Monday, January 12, 2015

RDS 2012 Pooled VDI Machine Account Password Change

Coming into work late last week, I was greeted by a nice surprise: about a dozen pooled VDI had fallen out of the domain and users were receiving trust relationship errors when trying to log in. How about spending half your morning removing and rejoining VDI to the domain?

Every computer account in Active Directory has a password, the same as user accounts have passwords. Typically these machine account passwords are handled automatically in the background, as a function of the domain and the client operating system. However in the case of pooled VDI, which are clones built from a master template, the RD connection brokers handle updating the machine account password for pooled VDI.

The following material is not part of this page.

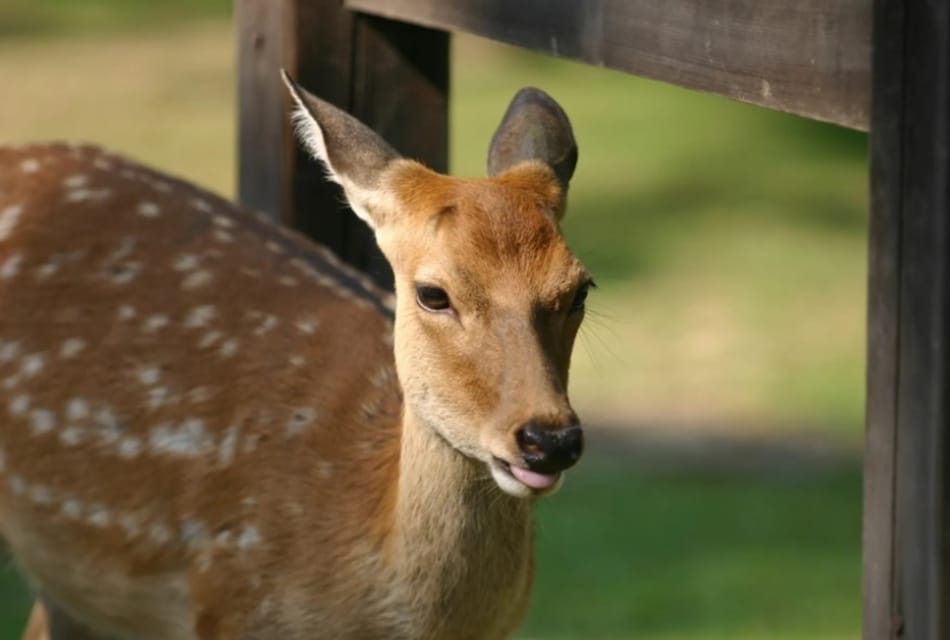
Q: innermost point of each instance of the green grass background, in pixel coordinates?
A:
(729, 246)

By default, the RD connection broker will update the pooled VDI's machine account password every 31 days. This value is not customizable when creating VDI's pools through Server Manager. But you can change the value with PowerShell. In order to create a new pooled VDI collection, you use the New-RDVirtualDesktopCollection cmdlet and the VirtualDesktopPasswordAge parameter. See below for an example:
New-RDVirtualDesktopCollection -CollectionName "VDIPool" -PooledManaged -VirtualDesktopTemplateName "VDITemplate" -VirtualDesktopTemplateHostServer "" -VirtualDesktopAllocation @{""=1} -StorageType LocalStorage -UserGroups "contoso\domain users" -ConnectionBroker "" -VirtualDesktopNamePrefix "PVM" -VirtualDesktopPasswordAge 31
It's worth mentioning that 31 days is the default value for the VirtualDesktopPasswordAge parameter, and it's also the minimum value you can set. If you try to set a value lower than 31, PowerShell will throw a validation error.

Validation error on New-RDVirtualDesktopCollection cmdlet

This was a problem for us because our IT Security team had setup Group Policy to set the maximum machine account password age to be 30 days. So our VDI were hitting this limit, and the trust relationship between the VDI and domain were breaking a mere day before the RD connection brokers would have updated the password. I tried creating a test pool with a lower password age, such as 7 days, when I discovered the 31 day minimum.

Maximum machine account password age GPO setting

I hope this helps other to be careful when changing the default maximum machine password age in your domain. If can easily cause problems if you set the value too low, especially in RDS VDI where the value cannot be lowered.

1 comment:

  1. Hi Tom, regarding "RD connection brokers handle updating the machine account password for pooled VDI", this is not correct. Netlogon service at VM handles machine password change. When the collection is created, VMHostAgent sets the registry value HKEY_LOCAL_MACHINE\SYSTEM\CurrentControlSet\Services\Netlogon\Parameters\MaximumPasswordAge during VM's startup. The value on it will be:

    120, if the collection is created through Server Manager.
    Any other custom value specified on -VirtualDesktopPasswordAge parameter when you either create or update collection through powershell.